Capítulo I | L. (série Retrato)


Na fotografia, a moça é todo dia a mesma. Delicada com seus cabelos escuros, é jovem para sempre. O papel que carrega a imagem está desgastado num efeito melancólico do tempo e da câmera analógica. O preto e o branco fazem festa e se combinam em tons coloridos de cinza, só para vê-la brilhar.

A velha olha e não se encontra. Talvez os olhos - duas peças tristes que não se encaixam no retrato - façam sentido. Duas esferas escuras de dor onde o riso foi destaque. Sempre estiveram ali, pregadas em seu rosto, lembrando ao espelho o que nunca seria possível.
Não se iluda, dizia seu reflexo, você nunca será como as outras pessoas. Jamais verá leveza na vida. Jamais preencherá o vazio que há no seu peito. A moça, tola, ouviu. Aceitou. Numa de suas tentativas nulas de tapar o buraco do coração, conheceu o uísque.

Esqueceu-se das festas, abandonou a pintura, enconstou o violão e não notou as cordas que desafinaram e juntaram poeira. O rosto que se perdeu das cores, os dissabores, a incompletude. A fotografia se tornou um resumo de tudo o que L. havia deixado de apreciar. Se o álcool a mantinha em pé, qualquer outra coisa era capaz de derrubá-la. E num crime hediondo do mundo, andar se tornou um desafio, tal como se divertir ou sorrir.

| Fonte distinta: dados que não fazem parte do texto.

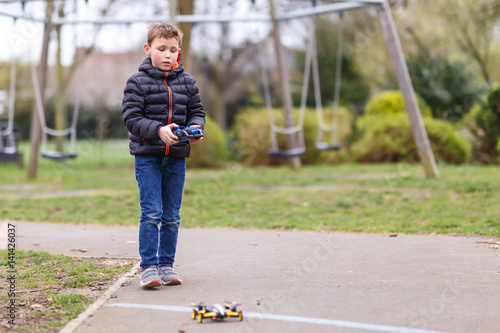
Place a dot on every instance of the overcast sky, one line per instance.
(24, 38)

Os filhos, o marido, os amigos: ninguém foi capaz de despertar em L. a vontade de viver. A vida era apenas uma pedra incômoda em seu sapato, um obstáculo que ultrapassava penosamente para chegar ao fim da linha. Queria a paz de beber até dormir, secar as lágrimas no travesseiro, queimar os lençóis com a ponta do cigarro sem ser incomodada por pessoas preocupadas. Entendia o amor como causa disso tudo, mas buscava a solidão com empenho suficiente pra sentir-se ofendida com a companhia.

A fotografia - todo dia a mesma - é tudo o que resta de concreto sobre L.
Alguns, poucos, lembram de seu riso. Outros comentam sua presença silenciosa no canto das confraternizações, sua voz serena e rouca, suas mãos pequenas, a delicadeza de seus passos. São lembranças que se extinguem. Memórias que se esfarelam vagarosamente enquanto todos dormem. O tempo apaga, como tenta apagar a fotografia. Hoje, dói admitir, é notável como ele vai conseguir. E começou pelos olhos, as duas peças tristes, as esferas escuras de dor.